I've always joked with my friends that Mark and I are a lot like the couple on Medium. He's the algorithm-wielding logical thinker, and I'm that strange person with the sixth sense. While I've never actually seen a ghost, I do get "intuitions," and while my book isn't horror per se, there are some downright creepy things in it. Tonight, after working on it for a while, I needed to go for a walk to clear my head. Since it was dark, I decided to stick to the blocks closest to mine, and be careful to avoid my neighbors' barking dogs.
A block or so from my house, I was standing at a crossroads, trying to decide whether to go on. Just when I decided to, all the streetlights on that block went out, then all the lights in the houses on the block, then the floodlights in a neighboring yard. Being me and not Mark, my immediate thought was "There's some weird mojo on this street." But because I was intrigued, I decided to keep on walking. I know, I know. I won't do it again. Especially not after what happened next.
I continued down the dark, leafy street and saw a strange, red light spilling out from inside a barn-shaped shed. Definitely weird mojo. As I walked on, staring at it, a dog began barking, and a car turned on its headlights and started up behind me.
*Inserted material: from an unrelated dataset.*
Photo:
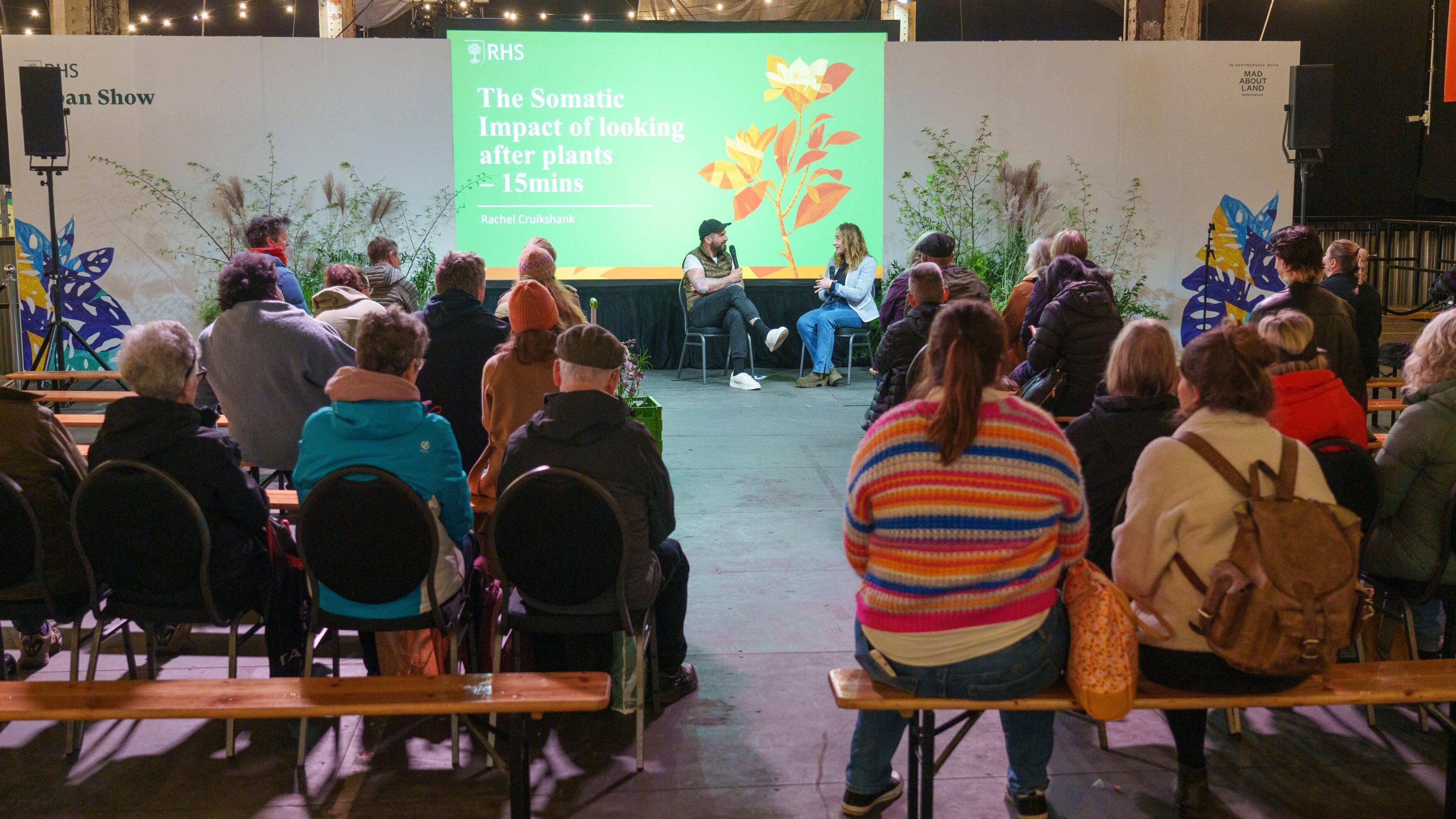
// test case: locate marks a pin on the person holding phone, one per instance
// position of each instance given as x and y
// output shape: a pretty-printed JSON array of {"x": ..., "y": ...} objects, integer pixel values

Now thoroughly creeped out, I turned and started running in the other direction. Just as I was passing the house with the red light, a white shape came slowly out on to the porch. It could have been a woman nine months pregnant, but I was not about to stay around and find out. I started running, bad back and all, and, looking over my shoulder, saw someone with a flashlight chasing. I ran the rest of the way home, noticing that as soon as I turned the corner, all the lights came back on. I came inside, breathless, and told Mark about this "bad mojo," and his reaction was "so?"
Me: But what are the odds of all of those lights going off at the same time??
Him: They're on a timer.
Me: And the ones in the yard outside the house???
Him: They have a motion sensor.
Me: All five houses at once? And what about the red light? You have to admit there is something really weird about that red light.
Him: It's unusual. But there's nothing illegal about having a red light.
Me: No, but it's really freaky!
"Freaky" was apparently my word of the evening. I don't think I convinced him, but it did remind me of some advice given to me by one of my professors at UH: to embrace the mixed genre of my novel, and to tune into the eeriness of everyday events. Maybe I took that advice too far, but that's the way our writing affects us, isn't it? It doesn't stay on paper. Living with a novel world changes the way we live and think in the real world, and vice versa.
And in the town newspaper tomorrow, you can bet there will be a new line on the police beat: "Suspicious person reported. Be wary."